Introduction: Primary Immunodeficiencies (PIDs) registries, in an international, national and regional level, are essential to improve the epidemiological analyses, disease knowledge, physician awareness and timely referral to specialists.
Aims: To collect updated local data on distribution and disease burden of PID in Northern Greece.
Methods: The medical charts of 392 patients with PIDs diagnosed at our center during the last 25 years were reviewed.

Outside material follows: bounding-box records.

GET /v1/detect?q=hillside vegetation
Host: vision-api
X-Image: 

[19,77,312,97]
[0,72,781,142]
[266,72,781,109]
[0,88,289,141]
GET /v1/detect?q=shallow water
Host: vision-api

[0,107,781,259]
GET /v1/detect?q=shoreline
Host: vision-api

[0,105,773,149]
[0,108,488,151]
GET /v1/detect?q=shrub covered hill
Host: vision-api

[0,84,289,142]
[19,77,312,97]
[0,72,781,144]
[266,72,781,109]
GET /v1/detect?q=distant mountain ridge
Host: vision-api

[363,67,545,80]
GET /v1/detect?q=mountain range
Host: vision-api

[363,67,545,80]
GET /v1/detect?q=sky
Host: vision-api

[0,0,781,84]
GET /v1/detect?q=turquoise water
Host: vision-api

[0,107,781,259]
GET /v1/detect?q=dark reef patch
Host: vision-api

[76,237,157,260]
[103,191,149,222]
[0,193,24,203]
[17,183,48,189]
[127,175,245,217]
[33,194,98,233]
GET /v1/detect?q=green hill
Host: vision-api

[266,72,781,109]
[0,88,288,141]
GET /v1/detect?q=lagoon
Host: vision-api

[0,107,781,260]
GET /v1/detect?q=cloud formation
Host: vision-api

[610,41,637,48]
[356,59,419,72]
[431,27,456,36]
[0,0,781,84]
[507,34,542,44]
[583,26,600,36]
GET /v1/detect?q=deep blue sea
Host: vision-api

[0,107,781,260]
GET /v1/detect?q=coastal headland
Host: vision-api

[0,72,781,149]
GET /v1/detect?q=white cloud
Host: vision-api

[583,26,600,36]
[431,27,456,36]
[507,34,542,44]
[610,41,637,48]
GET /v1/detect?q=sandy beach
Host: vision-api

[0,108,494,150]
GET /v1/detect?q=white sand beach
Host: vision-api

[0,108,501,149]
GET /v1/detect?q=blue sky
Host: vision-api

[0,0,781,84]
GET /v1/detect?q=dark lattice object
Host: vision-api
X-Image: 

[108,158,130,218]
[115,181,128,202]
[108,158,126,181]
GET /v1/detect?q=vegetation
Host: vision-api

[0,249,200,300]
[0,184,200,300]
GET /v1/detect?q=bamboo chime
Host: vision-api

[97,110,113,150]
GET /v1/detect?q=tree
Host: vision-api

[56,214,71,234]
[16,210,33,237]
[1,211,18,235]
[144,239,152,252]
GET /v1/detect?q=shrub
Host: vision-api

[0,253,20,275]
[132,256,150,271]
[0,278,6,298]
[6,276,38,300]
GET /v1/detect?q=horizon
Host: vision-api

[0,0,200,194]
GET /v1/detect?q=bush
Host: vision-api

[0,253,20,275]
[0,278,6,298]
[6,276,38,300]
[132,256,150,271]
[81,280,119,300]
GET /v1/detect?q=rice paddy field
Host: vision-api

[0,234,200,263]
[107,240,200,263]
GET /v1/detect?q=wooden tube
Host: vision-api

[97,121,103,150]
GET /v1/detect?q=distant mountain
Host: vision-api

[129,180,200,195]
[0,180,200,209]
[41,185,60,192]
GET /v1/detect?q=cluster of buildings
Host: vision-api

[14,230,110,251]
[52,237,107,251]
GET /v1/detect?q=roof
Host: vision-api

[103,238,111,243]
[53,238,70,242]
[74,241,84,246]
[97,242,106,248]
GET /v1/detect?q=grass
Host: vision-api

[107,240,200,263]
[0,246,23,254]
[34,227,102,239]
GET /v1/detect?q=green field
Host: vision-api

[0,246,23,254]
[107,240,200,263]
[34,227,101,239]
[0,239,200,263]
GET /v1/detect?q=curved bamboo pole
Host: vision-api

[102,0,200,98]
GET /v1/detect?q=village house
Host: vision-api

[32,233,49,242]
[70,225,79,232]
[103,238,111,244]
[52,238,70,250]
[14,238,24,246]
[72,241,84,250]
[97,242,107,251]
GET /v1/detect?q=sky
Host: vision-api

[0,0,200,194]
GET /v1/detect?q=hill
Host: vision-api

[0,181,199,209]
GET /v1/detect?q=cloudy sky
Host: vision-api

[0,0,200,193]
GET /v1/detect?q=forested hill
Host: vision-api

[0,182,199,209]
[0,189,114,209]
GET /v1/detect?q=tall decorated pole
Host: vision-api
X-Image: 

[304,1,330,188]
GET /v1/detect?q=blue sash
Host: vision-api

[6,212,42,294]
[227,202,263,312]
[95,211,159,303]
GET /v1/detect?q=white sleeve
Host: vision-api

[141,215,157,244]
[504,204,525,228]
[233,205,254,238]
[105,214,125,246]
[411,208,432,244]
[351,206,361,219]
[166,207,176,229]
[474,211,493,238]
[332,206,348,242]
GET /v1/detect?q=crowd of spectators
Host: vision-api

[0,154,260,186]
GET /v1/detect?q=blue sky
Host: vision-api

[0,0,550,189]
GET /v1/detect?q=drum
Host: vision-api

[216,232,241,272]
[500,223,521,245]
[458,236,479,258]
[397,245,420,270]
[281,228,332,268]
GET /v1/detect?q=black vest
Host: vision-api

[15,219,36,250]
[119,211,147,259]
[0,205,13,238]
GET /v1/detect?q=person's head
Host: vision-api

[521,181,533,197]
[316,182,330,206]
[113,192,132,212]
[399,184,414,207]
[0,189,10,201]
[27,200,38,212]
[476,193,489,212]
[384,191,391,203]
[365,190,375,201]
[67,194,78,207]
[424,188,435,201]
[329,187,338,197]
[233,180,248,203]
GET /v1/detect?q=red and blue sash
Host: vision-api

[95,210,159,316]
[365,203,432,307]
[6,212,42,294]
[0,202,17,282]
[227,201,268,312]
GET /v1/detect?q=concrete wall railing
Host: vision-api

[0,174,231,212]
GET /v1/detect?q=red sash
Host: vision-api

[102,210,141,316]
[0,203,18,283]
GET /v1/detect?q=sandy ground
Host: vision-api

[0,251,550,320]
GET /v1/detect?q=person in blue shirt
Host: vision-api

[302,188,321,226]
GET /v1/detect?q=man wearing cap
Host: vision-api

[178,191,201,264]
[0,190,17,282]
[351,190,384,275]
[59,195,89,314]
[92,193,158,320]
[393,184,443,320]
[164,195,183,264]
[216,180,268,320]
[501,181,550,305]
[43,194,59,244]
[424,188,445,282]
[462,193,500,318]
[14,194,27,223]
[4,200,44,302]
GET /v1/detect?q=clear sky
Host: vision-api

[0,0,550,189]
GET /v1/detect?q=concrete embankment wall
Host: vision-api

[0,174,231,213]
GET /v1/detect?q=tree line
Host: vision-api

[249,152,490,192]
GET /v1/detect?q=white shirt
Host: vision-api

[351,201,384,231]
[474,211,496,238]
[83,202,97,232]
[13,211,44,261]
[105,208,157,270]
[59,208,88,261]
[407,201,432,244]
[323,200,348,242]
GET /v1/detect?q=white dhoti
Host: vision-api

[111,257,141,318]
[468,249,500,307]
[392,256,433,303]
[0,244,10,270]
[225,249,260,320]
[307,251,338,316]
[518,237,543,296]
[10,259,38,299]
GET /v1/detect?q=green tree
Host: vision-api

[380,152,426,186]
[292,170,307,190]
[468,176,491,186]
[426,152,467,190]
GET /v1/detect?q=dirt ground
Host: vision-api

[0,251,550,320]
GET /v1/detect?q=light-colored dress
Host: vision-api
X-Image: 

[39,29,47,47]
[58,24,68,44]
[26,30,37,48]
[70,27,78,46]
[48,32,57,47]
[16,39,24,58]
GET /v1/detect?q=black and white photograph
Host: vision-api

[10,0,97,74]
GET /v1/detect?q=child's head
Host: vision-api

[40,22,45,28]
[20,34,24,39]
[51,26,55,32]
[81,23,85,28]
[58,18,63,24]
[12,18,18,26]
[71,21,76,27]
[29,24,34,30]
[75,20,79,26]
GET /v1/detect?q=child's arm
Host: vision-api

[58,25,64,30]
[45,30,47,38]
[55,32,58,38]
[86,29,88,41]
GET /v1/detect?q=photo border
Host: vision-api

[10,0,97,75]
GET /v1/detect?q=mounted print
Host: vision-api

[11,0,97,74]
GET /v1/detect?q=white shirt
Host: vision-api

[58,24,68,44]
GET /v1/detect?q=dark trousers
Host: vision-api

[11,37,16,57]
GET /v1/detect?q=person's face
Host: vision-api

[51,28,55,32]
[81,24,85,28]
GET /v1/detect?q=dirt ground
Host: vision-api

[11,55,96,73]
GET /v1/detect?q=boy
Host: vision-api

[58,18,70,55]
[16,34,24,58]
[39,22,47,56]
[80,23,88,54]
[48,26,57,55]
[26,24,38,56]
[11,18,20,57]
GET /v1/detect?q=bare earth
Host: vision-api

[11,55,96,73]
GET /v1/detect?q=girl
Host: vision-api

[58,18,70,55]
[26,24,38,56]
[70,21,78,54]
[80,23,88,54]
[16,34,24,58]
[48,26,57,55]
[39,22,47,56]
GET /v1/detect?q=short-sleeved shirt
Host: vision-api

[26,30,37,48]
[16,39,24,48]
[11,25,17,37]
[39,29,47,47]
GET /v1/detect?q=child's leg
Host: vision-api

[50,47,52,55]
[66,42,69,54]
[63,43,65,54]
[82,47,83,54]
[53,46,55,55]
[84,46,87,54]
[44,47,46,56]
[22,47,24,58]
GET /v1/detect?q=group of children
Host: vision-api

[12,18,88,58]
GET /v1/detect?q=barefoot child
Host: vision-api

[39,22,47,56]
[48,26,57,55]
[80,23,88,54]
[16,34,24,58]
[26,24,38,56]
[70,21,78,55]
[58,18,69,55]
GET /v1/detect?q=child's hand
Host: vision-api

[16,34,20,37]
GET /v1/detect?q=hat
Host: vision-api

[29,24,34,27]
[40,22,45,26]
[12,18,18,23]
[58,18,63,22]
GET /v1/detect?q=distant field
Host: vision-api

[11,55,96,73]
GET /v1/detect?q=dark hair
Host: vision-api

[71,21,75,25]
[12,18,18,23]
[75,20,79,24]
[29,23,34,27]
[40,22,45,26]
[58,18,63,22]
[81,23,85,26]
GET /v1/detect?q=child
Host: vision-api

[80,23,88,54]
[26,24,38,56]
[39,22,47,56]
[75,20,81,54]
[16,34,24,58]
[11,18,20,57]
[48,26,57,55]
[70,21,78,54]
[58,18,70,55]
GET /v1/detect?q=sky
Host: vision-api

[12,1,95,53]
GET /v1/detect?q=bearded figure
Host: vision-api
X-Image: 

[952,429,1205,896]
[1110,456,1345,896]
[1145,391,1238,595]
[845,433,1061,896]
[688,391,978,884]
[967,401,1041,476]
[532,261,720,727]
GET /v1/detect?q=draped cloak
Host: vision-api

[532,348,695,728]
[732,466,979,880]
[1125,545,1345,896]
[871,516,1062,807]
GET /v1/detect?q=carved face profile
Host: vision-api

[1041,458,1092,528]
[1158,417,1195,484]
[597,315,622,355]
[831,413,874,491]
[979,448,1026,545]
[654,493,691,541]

Results: More than half of patients (51.3%) were diagnosed with antibody deficiencies (IgA deficiency:103, CVID:41, XLA:11, other/unclassified:46). Ninety-eight patients (25.2%) were diagnosed with autoinflammatory diseases (FMF:95, MVK:1, CAPS:2, TRAPS:1), and 6.8% with Well Defined PIDs (Wiskott-Aldrich:5, DiGeorge:9, Ataxia-telangiectasia:3. Hyper-IgE-STAT3:6, other:4). The remaining cases were distributed in Complement Deficiencies (5.4%), Combined Immunodeficiencies (4.3%, SCID:9, Hyper-IgM-CD40L:3, MCHII:4, DOCK8:1), Diseases of Immune Dysregulation (3.8%, ALPS-FAS:7, APECED:5, IPEX-other:3) and Defect of Phagocytes (3%, x-linked-CGD:6, LAD:2, MSMD:2, other:2). Consanguinity was recorded in 1.8% (7 cases) and 44 patients (11.2%) were recorded to be familial cases. A genetic defect was known in 161 of 398 patients (including 85 of 98 children with auto-inflammatory diseases).
Conclusions: In agreement to the literature data, in our study, the antibody deficiencies represent the largest main category of PID. On the contrary, the proportion of auto-inflammatory diseases is higher than reported by registries in other countries, due to the co-existence of the Pediatric Rheumatology Referral Center in our Department and the higher prevalence of the FMF in the Mediterranean Region. Finally, the low proportion of CIDs may be due to low parental consanguinity n our cohort.